- Date: 19 September 2022
- Venue: O'Higgins Park
- Locations: Santiago, Chile
- Country: Chile
- Participants: 8,276 military and police personnel

= 2022 Chilean Military Parade =

Military parade held in Santiago, Chile

The 2022 Chilean military parade was held at O'Higgins Park in Santiago on 19 September 2022 to commemorate the «Day of the Glories of the Army». It was the first Great Military Parade of Chile presided over by President Gabriel Boric, who was accompanied by Defence Minister Maya Fernández.

A total of 8,276 personnel from the Chilean Armed Forces, Carabineros de Chile and the Investigations Police of Chile (PDI) participated. The parade also marked the return of spectators to the ceremony after two editions affected by the COVID-19 pandemic in Chile.

==Background==
The 2022 edition represented a return towards the traditional format of the parade following restrictions associated with the COVID-19 pandemic. In 2020, the traditional ceremony at O'Higgins Park was replaced by a smaller event at the Military School, while the parade returned to the park in 2021 but was held without spectators.
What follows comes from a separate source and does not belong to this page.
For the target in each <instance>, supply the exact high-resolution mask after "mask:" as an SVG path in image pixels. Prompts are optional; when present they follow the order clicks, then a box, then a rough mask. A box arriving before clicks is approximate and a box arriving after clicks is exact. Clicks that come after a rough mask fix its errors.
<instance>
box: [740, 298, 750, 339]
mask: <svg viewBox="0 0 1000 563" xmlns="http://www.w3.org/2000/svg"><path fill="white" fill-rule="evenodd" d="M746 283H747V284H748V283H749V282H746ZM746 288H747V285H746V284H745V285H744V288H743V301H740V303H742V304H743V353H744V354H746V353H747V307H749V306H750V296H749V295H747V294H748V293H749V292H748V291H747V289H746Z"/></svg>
For 2022, the public was again permitted to attend, although sanitary measures remained in force. The Ministry of Health established a maximum of 4,800 invited guests, required mobility passes for them and organized participating formations as separate sanitary groups. The general public was permitted in designated areas of O'Higgins Park.

The ceremony was also the first military parade of Boric's presidency, following his inauguration in March 2022.

==Parade==
The ceremony began on the morning of 19 September. Boric arrived at O'Higgins Park aboard the traditional presidential Ford Galaxie and was accompanied by Fernández and senior civil and military authorities. Major General Cristián Vial, commander of the Santiago Army Garrison and head of the parade forces, subsequently requested presidential authorization to begin the march-past.

A total of 8,276 personnel participated, comprising 3,177 members of the Chilean Army, 1,372 of the Chilean Navy, 1,201 of the Chilean Air Force, 1,695 Carabineros and 400 PDI personnel. Of the participants, 1,410 were women.

The Navy's 1,372-person contingent included personnel from the Arturo Prat Naval Academy, the Naval Polytechnic Academy, reserve officers and the 21st Marine Infantry Battalion Miller of the Amphibious Expeditionary Brigade.

The PDI participated for the second time in the parade, following its debut in 2019.

==Aerial parade==
The Chilean Air Force deployed approximately 50 aircraft during the ceremony, including F-16 fighters, Northrop F-5s, C-130 and KC-130 Hercules aircraft, a KC-135 tanker, helicopters and the newly acquired Boeing E-3D Sentry airborne early warning aircraft.

The parade included the E-3D Sentry's first appearance in the event. It also marked the final flypast over O'Higgins Park by the Air Force's A-36 Toqui aircraft, which were approaching the end of their service life after being used for the training of generations of Chilean combat pilots.

The Air Force's Halcones aerobatic team also flew its GB1 GameBird aircraft over the parade for the first time.

==Public attendance==
The 2022 parade was the first since 2019 at which spectators were again admitted to O'Higgins Park. The 2020 ceremony had been substantially reduced because of the pandemic and the 2021 parade had taken place without spectators.

During portions of the ceremony, some spectators booed Boric. After the parade, the president said that expressions of opinion were legitimate, while objecting to interruptions directed at the military personnel taking part in the ceremony.